Monday, January 23, 2006

Restoring some facts about Iran and the nuclear issue

I have been wanting to post about this for a long time, and I intend to devote a few posts to explaining my point of view.

I think the public debate about Iran and its nuclear ambitions is taking place on a very skewed set of facts and perceptions in most of the western world, and I feel that this does not help anybody: not the Iranians, and not "us" [the western world, or in particular, the US and the EU3 group - France, Germany and the U.K.], because it causes antagonizing and virtual realities instead of a healthy dialogue.
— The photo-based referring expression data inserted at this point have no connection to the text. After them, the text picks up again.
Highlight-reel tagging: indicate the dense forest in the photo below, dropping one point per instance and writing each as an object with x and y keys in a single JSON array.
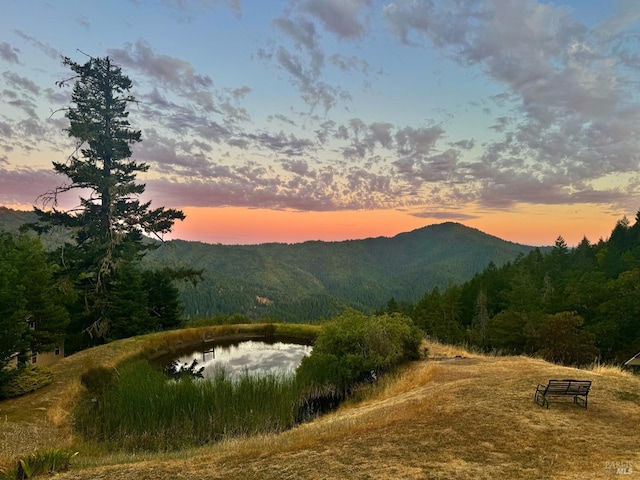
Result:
[
  {"x": 569, "y": 305},
  {"x": 312, "y": 280}
]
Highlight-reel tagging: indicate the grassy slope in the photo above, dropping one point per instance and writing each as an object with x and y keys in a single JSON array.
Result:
[{"x": 459, "y": 418}]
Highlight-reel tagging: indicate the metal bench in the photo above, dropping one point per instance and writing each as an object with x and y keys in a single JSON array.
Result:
[{"x": 556, "y": 390}]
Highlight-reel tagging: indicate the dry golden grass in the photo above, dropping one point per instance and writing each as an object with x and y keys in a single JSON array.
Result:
[{"x": 455, "y": 418}]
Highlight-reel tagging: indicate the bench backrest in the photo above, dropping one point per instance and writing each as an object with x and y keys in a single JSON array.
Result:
[{"x": 568, "y": 387}]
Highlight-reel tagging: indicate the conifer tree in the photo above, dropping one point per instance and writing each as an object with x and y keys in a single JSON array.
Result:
[{"x": 110, "y": 223}]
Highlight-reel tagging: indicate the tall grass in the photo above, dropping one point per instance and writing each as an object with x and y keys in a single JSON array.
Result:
[{"x": 145, "y": 411}]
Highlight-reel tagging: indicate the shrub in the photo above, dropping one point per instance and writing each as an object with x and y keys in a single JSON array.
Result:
[
  {"x": 25, "y": 380},
  {"x": 49, "y": 462},
  {"x": 145, "y": 410},
  {"x": 98, "y": 380},
  {"x": 355, "y": 348}
]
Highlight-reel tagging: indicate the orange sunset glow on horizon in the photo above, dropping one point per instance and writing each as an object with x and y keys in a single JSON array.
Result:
[{"x": 240, "y": 226}]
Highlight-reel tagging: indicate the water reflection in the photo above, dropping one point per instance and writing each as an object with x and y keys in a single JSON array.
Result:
[{"x": 255, "y": 357}]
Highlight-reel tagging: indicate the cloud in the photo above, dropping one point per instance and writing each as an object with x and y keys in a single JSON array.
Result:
[
  {"x": 40, "y": 45},
  {"x": 340, "y": 17},
  {"x": 8, "y": 53},
  {"x": 573, "y": 114},
  {"x": 24, "y": 186},
  {"x": 22, "y": 83},
  {"x": 443, "y": 215},
  {"x": 183, "y": 5},
  {"x": 167, "y": 71}
]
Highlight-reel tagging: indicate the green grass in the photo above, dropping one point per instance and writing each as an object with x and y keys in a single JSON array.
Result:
[
  {"x": 143, "y": 410},
  {"x": 45, "y": 462}
]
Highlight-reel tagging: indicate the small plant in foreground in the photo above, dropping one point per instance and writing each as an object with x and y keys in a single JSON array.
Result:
[{"x": 48, "y": 462}]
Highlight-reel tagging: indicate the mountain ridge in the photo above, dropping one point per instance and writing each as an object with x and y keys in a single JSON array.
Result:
[{"x": 307, "y": 281}]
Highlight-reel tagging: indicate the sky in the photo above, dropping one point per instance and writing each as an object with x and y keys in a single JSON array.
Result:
[{"x": 294, "y": 120}]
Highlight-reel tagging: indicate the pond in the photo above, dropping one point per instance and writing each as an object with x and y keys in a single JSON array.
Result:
[{"x": 252, "y": 356}]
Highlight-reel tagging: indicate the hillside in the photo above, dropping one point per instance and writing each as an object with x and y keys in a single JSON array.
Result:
[
  {"x": 447, "y": 417},
  {"x": 310, "y": 280},
  {"x": 306, "y": 281}
]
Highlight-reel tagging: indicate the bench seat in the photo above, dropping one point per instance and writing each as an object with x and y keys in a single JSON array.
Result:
[{"x": 556, "y": 390}]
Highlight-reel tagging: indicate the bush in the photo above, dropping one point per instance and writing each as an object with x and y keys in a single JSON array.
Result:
[
  {"x": 24, "y": 380},
  {"x": 355, "y": 348},
  {"x": 145, "y": 411},
  {"x": 99, "y": 379},
  {"x": 49, "y": 462}
]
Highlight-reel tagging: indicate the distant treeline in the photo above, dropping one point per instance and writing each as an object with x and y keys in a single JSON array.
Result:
[{"x": 571, "y": 306}]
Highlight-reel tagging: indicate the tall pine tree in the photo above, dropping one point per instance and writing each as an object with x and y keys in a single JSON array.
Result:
[{"x": 109, "y": 225}]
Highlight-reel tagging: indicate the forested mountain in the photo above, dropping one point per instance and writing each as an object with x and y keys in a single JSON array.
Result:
[
  {"x": 568, "y": 305},
  {"x": 307, "y": 281},
  {"x": 312, "y": 280}
]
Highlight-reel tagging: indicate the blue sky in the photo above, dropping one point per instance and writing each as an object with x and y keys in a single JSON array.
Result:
[{"x": 515, "y": 111}]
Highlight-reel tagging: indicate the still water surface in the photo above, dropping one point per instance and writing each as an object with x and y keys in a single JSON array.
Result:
[{"x": 254, "y": 357}]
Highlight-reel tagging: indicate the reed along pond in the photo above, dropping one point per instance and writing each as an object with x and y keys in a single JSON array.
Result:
[{"x": 255, "y": 357}]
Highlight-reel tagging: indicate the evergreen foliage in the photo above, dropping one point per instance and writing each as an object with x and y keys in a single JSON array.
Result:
[
  {"x": 33, "y": 317},
  {"x": 568, "y": 305},
  {"x": 107, "y": 231}
]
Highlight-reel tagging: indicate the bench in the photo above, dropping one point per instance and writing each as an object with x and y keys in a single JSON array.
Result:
[{"x": 558, "y": 389}]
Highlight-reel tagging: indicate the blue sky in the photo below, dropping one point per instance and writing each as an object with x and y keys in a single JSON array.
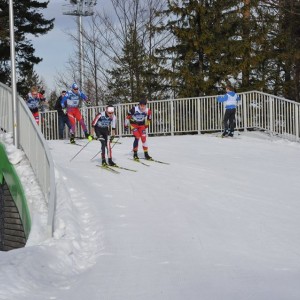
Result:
[{"x": 56, "y": 47}]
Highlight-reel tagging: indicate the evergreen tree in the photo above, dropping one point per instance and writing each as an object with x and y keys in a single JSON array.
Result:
[
  {"x": 127, "y": 79},
  {"x": 27, "y": 20},
  {"x": 200, "y": 57}
]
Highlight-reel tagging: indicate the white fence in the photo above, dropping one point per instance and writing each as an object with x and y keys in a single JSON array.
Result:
[
  {"x": 256, "y": 110},
  {"x": 32, "y": 142}
]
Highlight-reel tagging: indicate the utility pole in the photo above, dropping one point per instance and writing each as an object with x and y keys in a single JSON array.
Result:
[
  {"x": 13, "y": 75},
  {"x": 80, "y": 8}
]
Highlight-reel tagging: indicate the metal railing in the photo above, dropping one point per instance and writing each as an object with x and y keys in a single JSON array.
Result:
[
  {"x": 32, "y": 142},
  {"x": 256, "y": 110}
]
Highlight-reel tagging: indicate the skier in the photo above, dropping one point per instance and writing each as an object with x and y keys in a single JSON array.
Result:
[
  {"x": 139, "y": 118},
  {"x": 62, "y": 116},
  {"x": 230, "y": 103},
  {"x": 33, "y": 100},
  {"x": 71, "y": 102},
  {"x": 104, "y": 126}
]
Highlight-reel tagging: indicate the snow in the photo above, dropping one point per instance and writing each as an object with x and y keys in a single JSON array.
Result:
[{"x": 221, "y": 222}]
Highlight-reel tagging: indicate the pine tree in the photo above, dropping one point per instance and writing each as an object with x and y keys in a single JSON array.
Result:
[{"x": 27, "y": 20}]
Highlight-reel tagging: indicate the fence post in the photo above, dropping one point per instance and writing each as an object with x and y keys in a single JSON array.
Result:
[
  {"x": 244, "y": 106},
  {"x": 172, "y": 117},
  {"x": 297, "y": 121},
  {"x": 198, "y": 114},
  {"x": 271, "y": 114}
]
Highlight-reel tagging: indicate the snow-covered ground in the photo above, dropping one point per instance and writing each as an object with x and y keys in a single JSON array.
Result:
[{"x": 221, "y": 222}]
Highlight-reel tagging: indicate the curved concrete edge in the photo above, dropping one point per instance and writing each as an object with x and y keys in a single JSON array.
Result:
[{"x": 9, "y": 174}]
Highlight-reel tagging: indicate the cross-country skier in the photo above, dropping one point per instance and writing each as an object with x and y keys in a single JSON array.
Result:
[
  {"x": 104, "y": 126},
  {"x": 33, "y": 100},
  {"x": 230, "y": 103},
  {"x": 71, "y": 102},
  {"x": 139, "y": 118}
]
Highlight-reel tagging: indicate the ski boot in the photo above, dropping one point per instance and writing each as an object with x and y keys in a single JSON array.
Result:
[
  {"x": 225, "y": 133},
  {"x": 72, "y": 138},
  {"x": 111, "y": 163},
  {"x": 147, "y": 156},
  {"x": 135, "y": 156},
  {"x": 88, "y": 136}
]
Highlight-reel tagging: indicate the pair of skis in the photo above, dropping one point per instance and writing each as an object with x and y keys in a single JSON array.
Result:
[
  {"x": 151, "y": 159},
  {"x": 113, "y": 168}
]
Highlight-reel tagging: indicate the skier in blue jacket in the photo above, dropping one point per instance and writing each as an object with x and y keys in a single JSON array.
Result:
[{"x": 230, "y": 100}]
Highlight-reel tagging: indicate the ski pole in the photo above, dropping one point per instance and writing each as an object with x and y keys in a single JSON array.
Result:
[
  {"x": 95, "y": 154},
  {"x": 115, "y": 143},
  {"x": 80, "y": 151}
]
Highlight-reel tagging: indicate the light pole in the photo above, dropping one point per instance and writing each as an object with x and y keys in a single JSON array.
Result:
[
  {"x": 80, "y": 8},
  {"x": 13, "y": 74}
]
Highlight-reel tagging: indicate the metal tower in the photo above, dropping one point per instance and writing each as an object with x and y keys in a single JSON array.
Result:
[{"x": 80, "y": 8}]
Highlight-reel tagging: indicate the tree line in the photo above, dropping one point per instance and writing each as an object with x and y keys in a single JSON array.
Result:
[{"x": 160, "y": 49}]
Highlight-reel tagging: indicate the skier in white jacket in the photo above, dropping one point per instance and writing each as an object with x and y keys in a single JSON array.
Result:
[{"x": 230, "y": 100}]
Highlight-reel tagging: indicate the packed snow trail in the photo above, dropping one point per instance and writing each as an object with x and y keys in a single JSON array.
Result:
[{"x": 220, "y": 222}]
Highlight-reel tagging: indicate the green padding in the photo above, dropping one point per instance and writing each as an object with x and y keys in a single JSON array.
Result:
[{"x": 8, "y": 172}]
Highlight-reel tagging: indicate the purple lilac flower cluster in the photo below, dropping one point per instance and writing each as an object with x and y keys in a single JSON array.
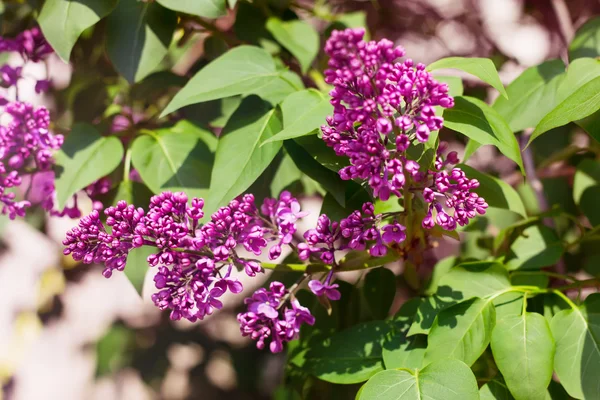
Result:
[
  {"x": 32, "y": 46},
  {"x": 380, "y": 105},
  {"x": 25, "y": 142},
  {"x": 353, "y": 232},
  {"x": 194, "y": 261},
  {"x": 267, "y": 319},
  {"x": 453, "y": 190}
]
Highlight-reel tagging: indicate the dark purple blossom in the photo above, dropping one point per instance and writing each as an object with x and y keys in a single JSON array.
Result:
[
  {"x": 326, "y": 288},
  {"x": 268, "y": 319},
  {"x": 377, "y": 102}
]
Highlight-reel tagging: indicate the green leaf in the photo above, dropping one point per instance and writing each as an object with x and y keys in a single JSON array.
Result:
[
  {"x": 241, "y": 70},
  {"x": 173, "y": 160},
  {"x": 63, "y": 21},
  {"x": 303, "y": 113},
  {"x": 462, "y": 331},
  {"x": 586, "y": 189},
  {"x": 298, "y": 37},
  {"x": 584, "y": 102},
  {"x": 279, "y": 88},
  {"x": 441, "y": 268},
  {"x": 441, "y": 380},
  {"x": 138, "y": 37},
  {"x": 379, "y": 290},
  {"x": 287, "y": 173},
  {"x": 465, "y": 281},
  {"x": 84, "y": 158},
  {"x": 206, "y": 136},
  {"x": 201, "y": 8},
  {"x": 591, "y": 124},
  {"x": 586, "y": 42},
  {"x": 483, "y": 68},
  {"x": 523, "y": 349},
  {"x": 400, "y": 350},
  {"x": 538, "y": 246},
  {"x": 577, "y": 360},
  {"x": 137, "y": 266},
  {"x": 240, "y": 159},
  {"x": 496, "y": 193},
  {"x": 330, "y": 180},
  {"x": 350, "y": 356},
  {"x": 480, "y": 122},
  {"x": 495, "y": 390},
  {"x": 531, "y": 96}
]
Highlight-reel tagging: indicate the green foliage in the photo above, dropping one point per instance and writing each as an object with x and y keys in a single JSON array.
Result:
[
  {"x": 176, "y": 161},
  {"x": 241, "y": 70},
  {"x": 240, "y": 159},
  {"x": 201, "y": 8},
  {"x": 138, "y": 37},
  {"x": 480, "y": 122},
  {"x": 577, "y": 359},
  {"x": 441, "y": 380},
  {"x": 63, "y": 21},
  {"x": 351, "y": 356},
  {"x": 587, "y": 40},
  {"x": 298, "y": 37},
  {"x": 482, "y": 68},
  {"x": 173, "y": 100},
  {"x": 84, "y": 158},
  {"x": 462, "y": 331},
  {"x": 523, "y": 349},
  {"x": 303, "y": 113},
  {"x": 531, "y": 96}
]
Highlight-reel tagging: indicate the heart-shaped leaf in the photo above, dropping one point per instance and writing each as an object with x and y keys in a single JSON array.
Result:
[
  {"x": 63, "y": 21},
  {"x": 241, "y": 70},
  {"x": 84, "y": 158}
]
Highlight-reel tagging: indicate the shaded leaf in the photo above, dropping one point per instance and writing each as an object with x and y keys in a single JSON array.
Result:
[
  {"x": 586, "y": 189},
  {"x": 330, "y": 180},
  {"x": 577, "y": 360},
  {"x": 138, "y": 37},
  {"x": 399, "y": 350},
  {"x": 586, "y": 42},
  {"x": 298, "y": 37},
  {"x": 462, "y": 331},
  {"x": 241, "y": 70},
  {"x": 63, "y": 21},
  {"x": 441, "y": 380},
  {"x": 84, "y": 158},
  {"x": 531, "y": 96},
  {"x": 240, "y": 159},
  {"x": 201, "y": 8},
  {"x": 584, "y": 102},
  {"x": 480, "y": 122},
  {"x": 523, "y": 349},
  {"x": 538, "y": 246},
  {"x": 379, "y": 290},
  {"x": 483, "y": 68},
  {"x": 175, "y": 161},
  {"x": 350, "y": 356},
  {"x": 303, "y": 113},
  {"x": 495, "y": 390},
  {"x": 496, "y": 193}
]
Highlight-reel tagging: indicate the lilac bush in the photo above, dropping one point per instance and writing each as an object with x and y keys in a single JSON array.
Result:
[{"x": 212, "y": 172}]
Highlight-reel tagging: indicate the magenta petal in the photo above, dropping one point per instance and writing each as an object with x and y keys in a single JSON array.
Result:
[
  {"x": 316, "y": 287},
  {"x": 267, "y": 311}
]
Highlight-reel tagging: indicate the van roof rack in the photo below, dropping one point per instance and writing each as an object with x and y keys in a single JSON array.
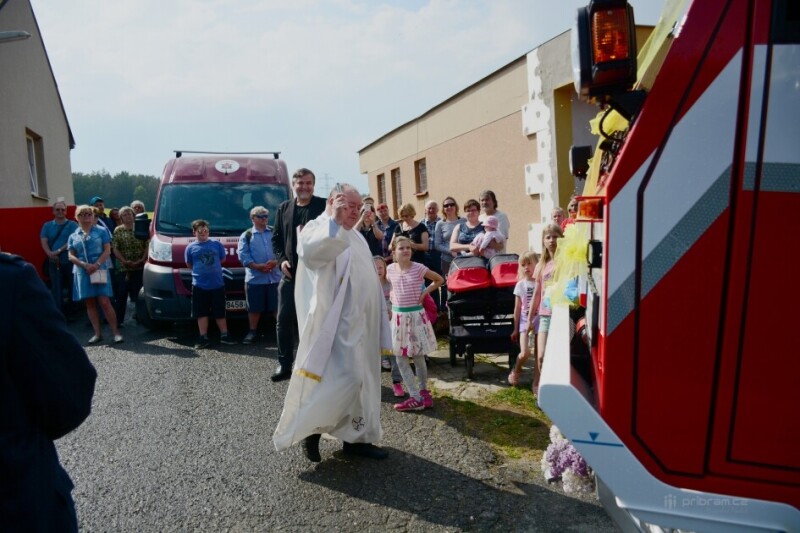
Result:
[{"x": 179, "y": 153}]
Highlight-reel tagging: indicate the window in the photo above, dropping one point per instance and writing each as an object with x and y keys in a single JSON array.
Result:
[
  {"x": 36, "y": 164},
  {"x": 397, "y": 190},
  {"x": 382, "y": 189},
  {"x": 421, "y": 173}
]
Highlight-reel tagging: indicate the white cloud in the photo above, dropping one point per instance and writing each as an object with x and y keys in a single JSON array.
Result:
[{"x": 318, "y": 80}]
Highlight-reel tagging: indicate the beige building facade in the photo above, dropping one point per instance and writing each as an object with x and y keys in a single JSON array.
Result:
[
  {"x": 509, "y": 132},
  {"x": 35, "y": 137}
]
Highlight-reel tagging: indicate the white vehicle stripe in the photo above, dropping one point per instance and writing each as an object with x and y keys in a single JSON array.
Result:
[{"x": 686, "y": 193}]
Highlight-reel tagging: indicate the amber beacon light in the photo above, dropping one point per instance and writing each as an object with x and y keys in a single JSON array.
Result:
[{"x": 604, "y": 49}]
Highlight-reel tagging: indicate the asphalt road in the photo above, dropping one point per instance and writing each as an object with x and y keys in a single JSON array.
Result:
[{"x": 180, "y": 440}]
This debate is indeed very much a dialogue de sourds right now ("dialogue of the deaf", a situation in which neither party understands or even acknowledges the point of view of the other, all the while appearing and pretending to engage in dialogue).
And while the serious printed press has generally documented the details of the issue in a somewhat thorough manner, and on occasions provided for a public forum where the parties could directly state their opinions, it appears to me that the general public has a very poor knowledge and understanding of the facts.
And this might be so in part because of the style of reporting of the sensationalist televised media, or the just-as-sensationalist newspaper headlines. If you get your information by "skimming" the headlines in your favourite newspaper or news aggregator, chances are you know very little about what this is really about.

I will no doubt take the "out-of mainstream" line here, and I expect to receive much heated criticism and hate mail, but I feel that somebody needs to play devil's advocate sometimes, or needs to amplify the discourse of the minority (here Iran) against the all-too-powerful majority (the US and Europe).

The fact is, the general understanding with so many people here (in the West) is that Iran wants to develop nuclear weapons and that the EU3 has been in negotations with them to try to get them to stop their nuclear weapons program.
Well none of this is accurate. Here is an accurate summary of the dossier:
  • Iran is contending that they have a right, under international law and as defined by the Non-Proliferation Treaty (NPT) of which they are a signatory, to develop a civil nuclear program and engage in civil nuclear research, including uranium enrichment to low levels, all for - do i need insist? - civilian and peaceful purposes.
  • The EU3 (and the US) are concerned about the possibilities of diversion of this nuclear technology (in particular the uranium enrichment) from civilian use into a military program and the subsequent development of nuclear weapons.
And the fact is, Iran does have this right to civilian nuclear technology. (And we would probably go a long way by first acknowledging that they indeed do, which has been one of their requests from very early on.)
Now we might have concerns, and some of them legitimate, why not? Relationships, between countries as between individuals, do require a crucial element of trust, and this trust is very much lacking in the relationship of Iran with the West.
And so we should work with the Iranians to find ways to ease these concerns. But denying them a legal right to develop civilian nuclear technology on the grounds of concern or worry does not seem like an argument that would give you victory in a court.

more on this later... your opinions are welcome.